Re: Why does sa-compile access the bayes db?

2020-05-25 Thread RW
On Mon, 25 May 2020 23:34:27 +0200
Bert Van de Poel wrote:


> My question therefore specifically is: what exactly does sa-compile
> do to the bayes database files?

I don't know for sure, but it's probably just a side-effect of
initializing plugins. Possibly it's trying to perform an opportunistic
sync on the journal file.

sa-compile doesn't need to access Bayes, so you could just treat it as
a cosmetic error. I wouldn't change ownership or permissions just for
this.


Why does sa-compile access the bayes db?

2020-05-25 Thread Bert Van de Poel

Dear Spamassassin users and developers,

Recently, we've been setting up Bayesian learning on our existing Amavis 
with Spamassassin setup on Ubuntu 18.04 (Spamassassin 
3.4.2-0ubuntu0.18.04.3 and Amavis 1:2.11.0-1ubuntu1). We've decided to 
use a global db that was seeded with an aggregation of spam and ham 
we've received, then enabling autolearn to further train the set. As 
Spamassassin runs inside Amavis, the Bayes database files are owned by 
the amavis user.
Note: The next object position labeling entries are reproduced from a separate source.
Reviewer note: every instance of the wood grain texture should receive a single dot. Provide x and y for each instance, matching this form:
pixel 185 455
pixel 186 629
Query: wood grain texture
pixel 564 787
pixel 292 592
This setup works fine, and results for Bayes are great 
and growing in accuracy by autolearning.


What was somewhat confusing is that we noticed our daily cronjob running 
sa-update and sa-compile was giving us an error concerning permissions:
May 25 00:31:25.488 [8381] warn: bayes: cannot write to 
/var/lib/spamassassin/bayes_db/bayes_journal, bayes db update ignored: 
Permission denied
bayes: cannot write to /var/lib/spamassassin/bayes_db/bayes_journal, 
bayes db update ignored: Permission denied


While this makes a lot of sense, considering that the files are owned by 
the amavis user, we were quite surprised this cronjob would need to 
access these files in the first place. Looking further into the issue, 
we figured out it was specifically sa-compile, and the specific message 
probably originated from 
/usr/share/perl5/Mail/SpamAssassin/BayesStore/DBM.pm. While I have some 
programming experience, I was sadly unable to understand this Perl file 
enough to properly comprehend why this code was accessing bayes_journal 
and what it was planning to do there.


My question therefore specifically is: what exactly does sa-compile do 
to the bayes database files?


I've asked this same question on IRC but was unable to get an answer. 
While a fix for this issue changing permissions and user/group ownership 
is rather obvious, we'd first want to understand what sa-compile is up to.


Kind regards,
Bert Van de Poel
ULYSSIS